Maybe an author didn’t write only one book, but it only took one to shoot him or her to the moon. Stephen King’s Carrie was just the start of his huge success, and he’s built up from there.

But then one has to keep in mind that, back in the day, one had to go to a bookstore to get a book.

I liken it to movies, now, too. There are so many different distribution streams. And, hell, cinemas have 10 and 20 screens now. When I was a kid (God, I’m old enough now to start using that old chestnut), growing up in Small Town, South, our cinema had one screen and showed maybe two movies at any given time. Those films played for about a month before we got anything new.

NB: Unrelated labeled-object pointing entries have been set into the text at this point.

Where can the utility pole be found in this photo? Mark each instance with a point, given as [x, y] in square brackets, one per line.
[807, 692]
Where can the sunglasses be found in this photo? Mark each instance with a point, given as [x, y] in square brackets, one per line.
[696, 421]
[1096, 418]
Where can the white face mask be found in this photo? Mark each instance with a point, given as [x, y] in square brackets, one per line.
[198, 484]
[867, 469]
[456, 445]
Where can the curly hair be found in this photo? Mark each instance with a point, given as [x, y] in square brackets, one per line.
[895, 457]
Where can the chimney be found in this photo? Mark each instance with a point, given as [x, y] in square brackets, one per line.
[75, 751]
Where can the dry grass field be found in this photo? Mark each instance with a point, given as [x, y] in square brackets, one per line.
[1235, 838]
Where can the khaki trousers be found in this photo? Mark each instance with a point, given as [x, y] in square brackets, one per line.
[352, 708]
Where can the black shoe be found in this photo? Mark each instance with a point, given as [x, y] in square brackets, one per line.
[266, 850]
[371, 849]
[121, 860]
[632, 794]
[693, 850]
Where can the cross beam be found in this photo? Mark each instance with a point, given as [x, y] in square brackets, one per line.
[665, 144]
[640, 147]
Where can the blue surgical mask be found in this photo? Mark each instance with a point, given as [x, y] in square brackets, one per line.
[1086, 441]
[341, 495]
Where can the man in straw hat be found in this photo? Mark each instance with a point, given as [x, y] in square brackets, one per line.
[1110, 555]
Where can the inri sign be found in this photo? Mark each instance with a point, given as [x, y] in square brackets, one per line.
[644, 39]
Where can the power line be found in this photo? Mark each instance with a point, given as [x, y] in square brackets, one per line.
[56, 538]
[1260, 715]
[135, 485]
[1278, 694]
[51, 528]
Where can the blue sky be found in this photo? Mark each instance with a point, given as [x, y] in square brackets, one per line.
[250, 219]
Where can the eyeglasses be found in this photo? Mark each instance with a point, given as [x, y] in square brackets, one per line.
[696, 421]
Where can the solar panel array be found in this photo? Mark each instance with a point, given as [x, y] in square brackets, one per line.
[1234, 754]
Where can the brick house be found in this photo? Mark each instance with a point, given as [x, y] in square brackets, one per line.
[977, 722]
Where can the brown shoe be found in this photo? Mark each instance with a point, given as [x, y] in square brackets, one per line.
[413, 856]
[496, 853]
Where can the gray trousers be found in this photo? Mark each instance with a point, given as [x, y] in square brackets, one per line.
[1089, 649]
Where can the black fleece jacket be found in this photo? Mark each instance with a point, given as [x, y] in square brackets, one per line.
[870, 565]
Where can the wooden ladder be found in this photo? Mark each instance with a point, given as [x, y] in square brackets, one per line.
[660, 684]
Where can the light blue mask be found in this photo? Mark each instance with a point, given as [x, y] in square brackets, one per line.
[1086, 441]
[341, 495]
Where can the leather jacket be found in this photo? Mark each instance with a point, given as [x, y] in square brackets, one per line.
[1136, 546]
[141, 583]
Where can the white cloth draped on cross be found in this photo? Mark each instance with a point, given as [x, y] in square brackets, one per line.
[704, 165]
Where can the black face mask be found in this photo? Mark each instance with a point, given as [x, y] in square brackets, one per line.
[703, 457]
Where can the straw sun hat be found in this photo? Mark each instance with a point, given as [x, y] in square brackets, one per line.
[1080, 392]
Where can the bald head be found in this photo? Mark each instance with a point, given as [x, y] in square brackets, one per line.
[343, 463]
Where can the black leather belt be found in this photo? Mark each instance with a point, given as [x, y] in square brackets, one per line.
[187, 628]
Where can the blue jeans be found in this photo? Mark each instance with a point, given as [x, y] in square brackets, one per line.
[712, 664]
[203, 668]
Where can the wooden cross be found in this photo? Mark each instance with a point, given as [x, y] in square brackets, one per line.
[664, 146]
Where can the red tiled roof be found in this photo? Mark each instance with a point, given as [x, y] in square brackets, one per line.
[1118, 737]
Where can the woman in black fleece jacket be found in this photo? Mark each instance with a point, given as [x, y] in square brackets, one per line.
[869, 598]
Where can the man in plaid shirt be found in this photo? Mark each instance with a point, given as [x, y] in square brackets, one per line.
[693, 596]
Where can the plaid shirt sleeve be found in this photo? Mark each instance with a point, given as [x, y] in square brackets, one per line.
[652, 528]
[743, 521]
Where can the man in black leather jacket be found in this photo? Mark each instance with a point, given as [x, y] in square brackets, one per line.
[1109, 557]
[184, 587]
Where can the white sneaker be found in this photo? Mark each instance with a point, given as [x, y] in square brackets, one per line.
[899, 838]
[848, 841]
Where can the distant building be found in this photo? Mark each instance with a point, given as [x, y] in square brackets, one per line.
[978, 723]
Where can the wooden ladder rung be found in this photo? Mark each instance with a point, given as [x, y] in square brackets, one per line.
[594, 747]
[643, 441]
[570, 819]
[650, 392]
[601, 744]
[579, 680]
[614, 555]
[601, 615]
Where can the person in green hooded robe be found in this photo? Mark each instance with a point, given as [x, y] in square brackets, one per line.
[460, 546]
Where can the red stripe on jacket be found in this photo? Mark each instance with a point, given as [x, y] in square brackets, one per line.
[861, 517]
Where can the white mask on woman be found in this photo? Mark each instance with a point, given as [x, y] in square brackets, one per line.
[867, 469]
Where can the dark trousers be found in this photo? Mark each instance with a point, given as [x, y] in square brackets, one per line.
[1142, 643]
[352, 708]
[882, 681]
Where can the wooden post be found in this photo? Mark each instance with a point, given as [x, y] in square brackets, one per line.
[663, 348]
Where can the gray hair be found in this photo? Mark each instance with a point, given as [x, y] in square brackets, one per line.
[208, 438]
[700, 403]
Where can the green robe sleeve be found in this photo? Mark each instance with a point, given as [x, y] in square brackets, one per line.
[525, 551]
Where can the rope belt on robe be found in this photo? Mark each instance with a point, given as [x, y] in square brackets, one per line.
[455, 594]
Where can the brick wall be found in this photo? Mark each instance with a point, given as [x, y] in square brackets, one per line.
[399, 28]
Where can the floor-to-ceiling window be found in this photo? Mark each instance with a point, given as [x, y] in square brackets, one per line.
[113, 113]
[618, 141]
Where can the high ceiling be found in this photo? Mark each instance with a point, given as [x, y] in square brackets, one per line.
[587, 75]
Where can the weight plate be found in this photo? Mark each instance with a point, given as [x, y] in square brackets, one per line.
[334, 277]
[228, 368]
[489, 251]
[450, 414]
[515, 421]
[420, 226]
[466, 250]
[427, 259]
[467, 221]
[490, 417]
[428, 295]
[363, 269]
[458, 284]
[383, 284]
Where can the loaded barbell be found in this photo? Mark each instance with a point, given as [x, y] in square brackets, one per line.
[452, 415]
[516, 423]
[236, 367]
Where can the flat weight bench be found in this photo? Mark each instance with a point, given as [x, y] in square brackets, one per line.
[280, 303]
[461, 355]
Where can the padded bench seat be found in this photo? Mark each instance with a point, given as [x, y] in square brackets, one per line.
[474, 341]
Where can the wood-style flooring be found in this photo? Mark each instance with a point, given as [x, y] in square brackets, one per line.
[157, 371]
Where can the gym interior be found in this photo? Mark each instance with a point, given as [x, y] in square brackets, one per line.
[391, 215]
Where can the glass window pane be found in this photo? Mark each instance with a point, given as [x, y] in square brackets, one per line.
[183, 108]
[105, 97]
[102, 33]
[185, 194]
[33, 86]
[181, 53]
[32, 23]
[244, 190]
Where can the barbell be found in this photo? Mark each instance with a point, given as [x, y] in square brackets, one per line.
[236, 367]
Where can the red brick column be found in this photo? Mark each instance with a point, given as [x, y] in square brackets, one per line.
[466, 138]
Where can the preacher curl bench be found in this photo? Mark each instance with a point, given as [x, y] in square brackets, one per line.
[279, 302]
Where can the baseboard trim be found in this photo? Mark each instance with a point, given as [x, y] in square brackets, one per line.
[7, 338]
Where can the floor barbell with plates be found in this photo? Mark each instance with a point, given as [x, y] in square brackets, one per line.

Now, though, a slew of movies come out at a time, and if you don’t feel like spending $50+ at the cinema, there’s just as much on offer at home On Demand.

Same for books. A bunch of books came out each Tuesday, and the local bookstore would display them for at least a week, if not more depending. (On what? The whims of the bookstore owner or manager, I suppose.) Your choices were to pick up one of these books, or maybe browse the older stuff on the shelves, or go to the library, which had pretty much the same stuff as the bookstore but for free so long as you gave it back when you were finished with it. In short, though, an author had a fair amount of time on display and a fair chance of getting noticed. Same as movies. At some point in that month of What’s On, odds were you’d suck it up and go see it because, well, that’s what was playing.

But now? Thousands of books get published per day via self-publishing platforms. It’s a constant deluge. And the minute your book is out, it’s lost in the flood. Even if you get some attention from readers, the chances of you being a breakout superstar are miniscule. Because today people don’t have much of an attention span. So any attention you do get is fleeting.

Which means you have to (a) market constantly, and (b) keep producing new work.

I’m going to switch metaphors on you now. Think of it as fishing. The readers are the fish. When only a few boats (authors) are out on the stream, the chances of catching lots of fish are pretty good. But when the stream is crowded with boats—so many boats you can’t even see the surface of the water—that’s a lot of bait for just a few fish. So you up your chances of catching anything by throwing in more hooks (books).

I could go on about using the right bait for the right readers, but I already feel bad about calling readers “fish.” Let’s just say, readers, you are a valuable and necessary resource to us authors (who are also readers)!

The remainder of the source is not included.